Na konferencji Daniela Obajtka była też Janina Goss, znana jako "szara eminencja PiS". Przypomnijmy, że w grudniu odwołano ją z rady nadzorczej spółki. W tym tygodniu Janina Goss została odwołana też z rady nadzorczej PGE.

Artur Molęda zapytał Goss, w jakim charakterze pojawiła się na konferencji. – Gościa, a bo co? – odpowiedziała pytaniem. Janina Goss została też poproszona o komentarz dotyczący utraty jej wpływu w Spółkach Skarbu Państwa. Zwróciła się wówczas do reportera słowami "odejdź młodzieńcze, no naprawdę zachowuj się jakoś". – Proszę się zachowywać kulturalnie – dodał wówczas przewodniczący rady nadzorczej Orlenu Wojciech Jasiński.

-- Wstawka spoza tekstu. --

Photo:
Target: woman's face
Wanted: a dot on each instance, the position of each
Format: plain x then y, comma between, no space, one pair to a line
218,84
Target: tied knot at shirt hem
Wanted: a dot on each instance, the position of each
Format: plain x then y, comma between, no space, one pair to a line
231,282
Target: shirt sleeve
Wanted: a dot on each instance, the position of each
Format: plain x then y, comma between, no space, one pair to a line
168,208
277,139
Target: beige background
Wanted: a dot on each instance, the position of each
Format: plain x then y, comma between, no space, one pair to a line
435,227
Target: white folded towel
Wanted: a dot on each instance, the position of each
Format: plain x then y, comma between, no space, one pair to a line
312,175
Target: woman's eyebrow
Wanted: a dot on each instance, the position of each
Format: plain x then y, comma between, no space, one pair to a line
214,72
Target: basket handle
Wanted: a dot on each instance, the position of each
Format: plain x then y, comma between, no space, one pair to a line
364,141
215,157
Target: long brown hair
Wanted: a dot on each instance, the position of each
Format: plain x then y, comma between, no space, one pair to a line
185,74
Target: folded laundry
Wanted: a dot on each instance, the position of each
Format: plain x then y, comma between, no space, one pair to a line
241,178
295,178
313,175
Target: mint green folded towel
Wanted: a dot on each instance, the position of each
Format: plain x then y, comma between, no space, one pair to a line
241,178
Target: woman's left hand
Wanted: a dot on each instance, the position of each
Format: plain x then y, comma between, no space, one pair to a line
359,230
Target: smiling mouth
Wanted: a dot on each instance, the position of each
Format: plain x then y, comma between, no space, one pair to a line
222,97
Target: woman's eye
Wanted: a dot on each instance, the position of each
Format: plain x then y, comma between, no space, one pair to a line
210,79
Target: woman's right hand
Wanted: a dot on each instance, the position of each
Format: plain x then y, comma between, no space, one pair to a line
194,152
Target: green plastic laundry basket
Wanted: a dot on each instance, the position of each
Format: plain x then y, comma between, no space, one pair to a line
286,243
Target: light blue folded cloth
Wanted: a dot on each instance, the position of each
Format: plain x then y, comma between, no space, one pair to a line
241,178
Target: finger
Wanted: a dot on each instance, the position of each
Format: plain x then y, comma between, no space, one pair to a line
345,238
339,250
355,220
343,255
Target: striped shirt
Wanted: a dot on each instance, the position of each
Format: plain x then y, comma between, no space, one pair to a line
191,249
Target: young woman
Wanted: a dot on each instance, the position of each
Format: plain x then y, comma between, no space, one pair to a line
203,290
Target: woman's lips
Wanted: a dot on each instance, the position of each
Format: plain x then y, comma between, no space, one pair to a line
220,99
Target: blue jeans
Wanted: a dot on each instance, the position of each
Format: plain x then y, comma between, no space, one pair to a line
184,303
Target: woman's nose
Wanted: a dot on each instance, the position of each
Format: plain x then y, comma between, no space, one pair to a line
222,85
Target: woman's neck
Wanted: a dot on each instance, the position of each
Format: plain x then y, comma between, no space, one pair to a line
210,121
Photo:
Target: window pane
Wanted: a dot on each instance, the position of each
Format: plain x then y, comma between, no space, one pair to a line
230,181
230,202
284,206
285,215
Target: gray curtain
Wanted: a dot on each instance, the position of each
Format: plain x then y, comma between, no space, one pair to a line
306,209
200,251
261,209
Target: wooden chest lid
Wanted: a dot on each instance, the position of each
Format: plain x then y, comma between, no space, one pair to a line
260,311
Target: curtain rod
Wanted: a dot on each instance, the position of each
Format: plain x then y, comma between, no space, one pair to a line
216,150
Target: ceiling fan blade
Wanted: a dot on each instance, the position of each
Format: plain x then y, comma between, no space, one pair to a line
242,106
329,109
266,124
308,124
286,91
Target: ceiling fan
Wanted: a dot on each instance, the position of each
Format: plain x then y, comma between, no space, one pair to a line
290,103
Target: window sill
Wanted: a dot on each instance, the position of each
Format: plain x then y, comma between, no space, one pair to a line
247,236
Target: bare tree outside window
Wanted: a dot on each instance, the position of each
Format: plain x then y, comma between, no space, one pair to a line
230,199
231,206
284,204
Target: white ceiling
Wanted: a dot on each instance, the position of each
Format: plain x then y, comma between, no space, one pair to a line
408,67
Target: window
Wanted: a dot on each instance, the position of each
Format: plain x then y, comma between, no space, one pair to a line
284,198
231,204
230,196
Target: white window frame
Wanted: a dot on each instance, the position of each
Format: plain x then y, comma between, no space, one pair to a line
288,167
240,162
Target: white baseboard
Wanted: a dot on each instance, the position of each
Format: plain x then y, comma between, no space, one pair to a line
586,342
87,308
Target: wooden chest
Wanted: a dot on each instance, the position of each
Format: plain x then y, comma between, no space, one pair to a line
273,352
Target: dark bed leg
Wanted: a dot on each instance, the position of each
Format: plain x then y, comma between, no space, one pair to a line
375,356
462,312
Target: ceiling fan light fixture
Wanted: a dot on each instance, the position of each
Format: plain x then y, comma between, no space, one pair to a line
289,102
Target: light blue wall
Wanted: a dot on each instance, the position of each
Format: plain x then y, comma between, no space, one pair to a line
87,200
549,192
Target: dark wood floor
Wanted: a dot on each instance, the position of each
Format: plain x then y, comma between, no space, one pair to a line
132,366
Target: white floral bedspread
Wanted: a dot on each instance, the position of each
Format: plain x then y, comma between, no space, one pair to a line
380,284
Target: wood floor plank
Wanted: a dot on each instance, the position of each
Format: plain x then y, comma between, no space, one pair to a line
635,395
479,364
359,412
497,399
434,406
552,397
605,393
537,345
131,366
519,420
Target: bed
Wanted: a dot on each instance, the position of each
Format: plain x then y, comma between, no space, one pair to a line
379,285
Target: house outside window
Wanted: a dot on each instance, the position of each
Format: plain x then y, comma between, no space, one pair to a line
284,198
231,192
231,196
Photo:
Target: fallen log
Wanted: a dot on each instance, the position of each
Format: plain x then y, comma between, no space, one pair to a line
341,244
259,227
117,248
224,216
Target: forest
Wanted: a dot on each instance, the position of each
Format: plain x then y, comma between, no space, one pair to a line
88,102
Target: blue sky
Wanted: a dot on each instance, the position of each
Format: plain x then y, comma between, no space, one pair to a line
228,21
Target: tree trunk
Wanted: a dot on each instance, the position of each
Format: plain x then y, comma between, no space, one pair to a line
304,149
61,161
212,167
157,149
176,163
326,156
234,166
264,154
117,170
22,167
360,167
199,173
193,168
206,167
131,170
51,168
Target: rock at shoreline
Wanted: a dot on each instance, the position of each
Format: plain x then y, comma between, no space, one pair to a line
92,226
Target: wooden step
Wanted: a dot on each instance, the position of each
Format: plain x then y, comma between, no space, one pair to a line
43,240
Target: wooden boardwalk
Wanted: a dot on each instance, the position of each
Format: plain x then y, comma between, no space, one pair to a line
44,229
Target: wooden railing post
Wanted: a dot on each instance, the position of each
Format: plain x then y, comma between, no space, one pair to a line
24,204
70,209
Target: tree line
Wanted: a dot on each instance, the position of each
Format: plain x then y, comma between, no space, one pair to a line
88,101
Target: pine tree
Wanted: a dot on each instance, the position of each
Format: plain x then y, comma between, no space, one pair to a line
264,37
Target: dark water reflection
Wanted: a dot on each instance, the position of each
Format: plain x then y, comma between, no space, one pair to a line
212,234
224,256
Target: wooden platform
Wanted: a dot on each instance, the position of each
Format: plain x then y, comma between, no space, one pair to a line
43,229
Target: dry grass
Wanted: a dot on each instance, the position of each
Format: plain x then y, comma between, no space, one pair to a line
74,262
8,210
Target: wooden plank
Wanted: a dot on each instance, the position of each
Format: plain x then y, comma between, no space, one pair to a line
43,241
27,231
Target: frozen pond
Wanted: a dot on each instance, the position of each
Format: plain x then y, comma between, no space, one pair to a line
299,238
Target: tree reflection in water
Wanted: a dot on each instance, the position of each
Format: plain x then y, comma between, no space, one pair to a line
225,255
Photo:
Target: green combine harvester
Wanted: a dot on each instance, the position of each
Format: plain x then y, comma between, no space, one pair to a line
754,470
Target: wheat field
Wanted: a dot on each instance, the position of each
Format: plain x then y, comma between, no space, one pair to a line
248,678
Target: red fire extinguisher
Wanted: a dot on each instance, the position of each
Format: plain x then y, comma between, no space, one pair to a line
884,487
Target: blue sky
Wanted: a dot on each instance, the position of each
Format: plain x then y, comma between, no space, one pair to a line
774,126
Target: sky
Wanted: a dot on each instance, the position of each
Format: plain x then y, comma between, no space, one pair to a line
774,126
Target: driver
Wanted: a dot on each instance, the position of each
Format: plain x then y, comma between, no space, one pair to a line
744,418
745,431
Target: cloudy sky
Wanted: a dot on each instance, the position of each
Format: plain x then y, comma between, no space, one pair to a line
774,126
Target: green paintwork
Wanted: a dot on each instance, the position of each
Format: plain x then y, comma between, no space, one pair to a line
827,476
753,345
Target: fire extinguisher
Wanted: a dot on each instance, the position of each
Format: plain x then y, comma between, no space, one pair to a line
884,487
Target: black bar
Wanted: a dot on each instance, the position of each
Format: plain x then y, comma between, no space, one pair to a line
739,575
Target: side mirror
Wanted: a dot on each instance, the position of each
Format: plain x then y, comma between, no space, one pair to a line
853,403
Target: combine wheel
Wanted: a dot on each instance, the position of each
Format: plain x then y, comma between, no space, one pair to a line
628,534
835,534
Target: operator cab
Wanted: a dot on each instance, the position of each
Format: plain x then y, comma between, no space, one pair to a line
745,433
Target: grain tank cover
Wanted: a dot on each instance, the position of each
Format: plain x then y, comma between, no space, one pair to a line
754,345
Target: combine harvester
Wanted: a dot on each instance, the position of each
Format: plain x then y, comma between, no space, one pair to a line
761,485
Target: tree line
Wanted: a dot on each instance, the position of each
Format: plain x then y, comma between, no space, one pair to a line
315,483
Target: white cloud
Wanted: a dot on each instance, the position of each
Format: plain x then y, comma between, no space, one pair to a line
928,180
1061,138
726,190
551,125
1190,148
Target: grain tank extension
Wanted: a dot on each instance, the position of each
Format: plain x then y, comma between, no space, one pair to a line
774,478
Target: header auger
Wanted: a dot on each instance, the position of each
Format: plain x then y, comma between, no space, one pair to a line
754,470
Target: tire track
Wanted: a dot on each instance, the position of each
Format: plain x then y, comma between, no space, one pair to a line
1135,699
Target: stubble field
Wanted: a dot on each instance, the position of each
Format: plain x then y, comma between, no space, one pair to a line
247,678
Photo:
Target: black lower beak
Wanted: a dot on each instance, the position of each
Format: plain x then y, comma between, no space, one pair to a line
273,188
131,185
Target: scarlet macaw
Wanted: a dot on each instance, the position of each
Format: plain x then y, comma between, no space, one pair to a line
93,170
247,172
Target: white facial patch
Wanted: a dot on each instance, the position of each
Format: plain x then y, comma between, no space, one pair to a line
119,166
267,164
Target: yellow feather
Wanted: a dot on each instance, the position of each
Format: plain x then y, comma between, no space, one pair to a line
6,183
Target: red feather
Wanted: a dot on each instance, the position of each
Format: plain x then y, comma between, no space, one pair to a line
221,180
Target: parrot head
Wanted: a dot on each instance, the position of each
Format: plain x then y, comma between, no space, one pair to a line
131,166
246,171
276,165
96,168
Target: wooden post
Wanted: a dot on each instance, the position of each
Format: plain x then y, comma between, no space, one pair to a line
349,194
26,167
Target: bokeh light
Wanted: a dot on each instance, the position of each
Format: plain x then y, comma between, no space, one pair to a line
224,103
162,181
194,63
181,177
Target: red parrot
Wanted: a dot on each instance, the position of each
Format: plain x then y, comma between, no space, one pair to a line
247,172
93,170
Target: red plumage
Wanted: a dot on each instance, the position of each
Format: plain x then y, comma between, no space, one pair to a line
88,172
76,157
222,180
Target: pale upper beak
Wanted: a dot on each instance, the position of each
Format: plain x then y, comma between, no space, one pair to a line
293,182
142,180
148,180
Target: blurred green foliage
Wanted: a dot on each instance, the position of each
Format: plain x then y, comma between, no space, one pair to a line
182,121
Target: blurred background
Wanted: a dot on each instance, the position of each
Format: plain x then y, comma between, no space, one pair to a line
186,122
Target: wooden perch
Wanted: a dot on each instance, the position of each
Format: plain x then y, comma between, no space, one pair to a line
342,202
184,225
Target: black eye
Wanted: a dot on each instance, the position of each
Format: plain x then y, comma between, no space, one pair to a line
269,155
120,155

Goss odwołana z rady nadzorczej Orlenu

Przypomnijmy, że Janina Goss została odwołana ze składu rady nadzorczej Orlenu. Decyzję w tej sprawie podjął nowy minister aktywów państwowych Borys Budka. "Potwierdzam. Odwołałem Janinę Goss z rady nadzorczej Orlen S.A." – przekazał wówczas nowy szef MAP.

Czytaj także: https://topnewsy.pl/1754,giertych-do-kaminskiego-i-wasika-ws-oplat-sadowych-skrocil-ich-nazwiska

Goss trafiła do rady nadzorczej Orlenu w styczniu 2023 roku. W tej sprawie miał interweniować sam Jacek Sasin. Były już minister aktywów państwowych miał zarekomendować ją spółce. 79-latka, według "Faktu", miała zarabiać w ciągu roku 136 tysięcy złotych.

Anonimowy informator gazety z kręgów PiS powiedział wówczas, że w sprawie nowej pracy miała porozumieć się z Jarosławem Kaczyńskim. – Ma stać się uchem prezesa PiS i informować o tym, co dzieje się w spółce – zdradził.

Kim jest "szamanka PiS" Janina Goss?

Janina Goss jest uważana za jedną z najważniejszych postaci w otoczeniu Jarosława Kaczyńskiego. Na początku lat 90. była jedną z członkiń Porozumienia Centrum. Z obecnym prezesem Prawa i Sprawiedliwości zna się od wczesnego dzieciństwa.

Od 2006 do 2009 roku Goss była członkinią rady nadzorczej TVP, a w 2007 roku pełniła funkcję przewodniczącej organu. Zasiadła także w zarządzie słynnej spółki Srebrna. O prawniczce stało się głośno w 2014 roku, gdy Jarosław Kaczyński ujawnił, że pożyczył od niej 200 tysięcy złotych na leczenie matki.